In the ARC Prize 2025 official YouTube interview (ARC Prize 2025), Jolicoeur-Martineau discusses implementation realities and future directions not covered in the paper. The following summarizes statements that this book’s authors verified directly against the auto-generated English transcript; these are spoken remarks rather than paper claims.
- Ablations constrained by compute: “I was very limited in compute. So it was one run and it was this run, right? I didn’t [do] ablation.” This corroborates that each row of paper Table 1 is the result of a single run. The author also states that depth ablations on harder examples (such as ARC) were not feasible “because of course I didn’t have the computer”.
- Independent replication reaching 15 % on ARC-AGI-2 with longer training: The author mentions that a replication team retrained TRM for roughly twice as long and reached 15 % on ARC-AGI-2 public (versus the paper’s 7.8 %). Direct circumstantial evidence that the paper number is not a ceiling but is constrained by compute.
- Wanting to drop puzzle_id embedding in the future: “right now it’s a bit weird with the one embedding per per data point, like maybe you’d want some kind of in context learning so that you don’t need to retrain”. The puzzle_id dependence criticized in this book’s HRM chapter and Open Problems chapter is explicitly recognized by the author as a target for improvement.
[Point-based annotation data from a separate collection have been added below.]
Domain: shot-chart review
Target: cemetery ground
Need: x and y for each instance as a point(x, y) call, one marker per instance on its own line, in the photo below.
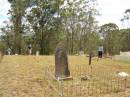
point(32, 76)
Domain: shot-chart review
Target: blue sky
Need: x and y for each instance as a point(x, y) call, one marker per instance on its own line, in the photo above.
point(110, 10)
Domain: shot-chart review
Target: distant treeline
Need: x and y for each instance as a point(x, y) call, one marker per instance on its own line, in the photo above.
point(44, 23)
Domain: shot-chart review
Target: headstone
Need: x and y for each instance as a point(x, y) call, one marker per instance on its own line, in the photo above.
point(37, 53)
point(61, 61)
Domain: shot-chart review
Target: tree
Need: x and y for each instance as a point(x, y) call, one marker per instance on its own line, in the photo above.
point(17, 11)
point(45, 23)
point(111, 36)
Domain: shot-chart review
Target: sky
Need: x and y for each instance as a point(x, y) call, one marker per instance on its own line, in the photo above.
point(110, 10)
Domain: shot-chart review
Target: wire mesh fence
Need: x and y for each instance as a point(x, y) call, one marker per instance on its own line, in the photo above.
point(97, 83)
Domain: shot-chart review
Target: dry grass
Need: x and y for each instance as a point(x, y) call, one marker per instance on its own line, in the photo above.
point(23, 76)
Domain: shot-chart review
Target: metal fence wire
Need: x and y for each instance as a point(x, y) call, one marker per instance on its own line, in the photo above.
point(85, 82)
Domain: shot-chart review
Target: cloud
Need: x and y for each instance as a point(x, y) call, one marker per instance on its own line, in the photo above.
point(112, 11)
point(4, 7)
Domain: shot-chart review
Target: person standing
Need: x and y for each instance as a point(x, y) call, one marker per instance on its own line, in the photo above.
point(29, 49)
point(100, 51)
point(9, 51)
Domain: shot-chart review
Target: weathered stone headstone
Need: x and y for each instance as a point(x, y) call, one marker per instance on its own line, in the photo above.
point(61, 61)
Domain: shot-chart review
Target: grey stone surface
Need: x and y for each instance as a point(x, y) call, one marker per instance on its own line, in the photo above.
point(61, 61)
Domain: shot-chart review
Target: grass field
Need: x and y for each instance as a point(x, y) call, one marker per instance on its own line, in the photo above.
point(24, 76)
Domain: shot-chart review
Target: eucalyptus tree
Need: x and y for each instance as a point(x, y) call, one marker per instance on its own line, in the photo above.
point(111, 36)
point(44, 20)
point(17, 12)
point(126, 20)
point(78, 20)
- The ARC-AGI-2 bottleneck is context length: “RKGI 2 has this multiple example that can cause some issue. It makes the context length very big and you need some strategy.” The author identifies per-task example count blowing up context length as a structural reason TRM does not extend well on ARC-AGI-2.
Positioning
In the context of this book as a whole, TRM’s role is to serve as the clearest first-hand source for the “falling apart of the story” in the HRM lineage.
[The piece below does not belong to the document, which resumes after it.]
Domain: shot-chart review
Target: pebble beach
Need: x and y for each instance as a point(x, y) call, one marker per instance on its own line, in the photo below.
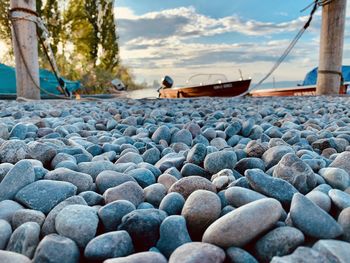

- Technically, it shows in a single ablation table that the three decorations of HRM (fixed point, ACT with 2 forward passes, hierarchy) can each be removed without losing performance, and that removing the biggest pillar (the 1-step gradient) actually improves performance by +30.9 pp
- In terms of awards, implementations, and community reproductions, it lands cleanly without the story collapsing the way HRM’s did (reproducible numbers, public code, the Paper Award)
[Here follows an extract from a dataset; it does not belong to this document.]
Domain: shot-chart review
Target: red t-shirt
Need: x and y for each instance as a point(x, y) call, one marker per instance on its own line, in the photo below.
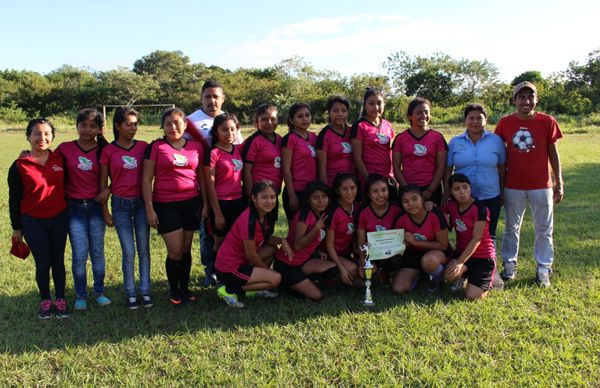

- On the other hand, the narrative that “a small 7M model beats frontier LLMs” only holds in the closed setting of Sudoku/Maze, and on ARC-AGI it does not reach the Grok-4 family. The paper itself is explicit that it is a puzzle-specialized solver, not a substitute for an open-domain LLM
Which addition is grafted onto TRM’s deterministic minimal core has split the research program into multiple directions. PTRM leaves the trained TRM checkpoint untouched and adds a stochastic term at test time so that trajectories escape bad basins, the smallest possible intervention. GRAM adds a Gaussian stochastic term during training and obtains unconditional generation and multi-hypothesis reasoning as a larger architectural change. LDT branches off from the TRM lineage (HRM → TRM → Sotaku → LDT) and adds, instead of stochasticity, the lattice projection of abstract interpretation to obtain empirical soundness. After the HRM-to-TRM subtraction, this book covers these three branches alongside HRM and TRM as a total of five main models in five chapters.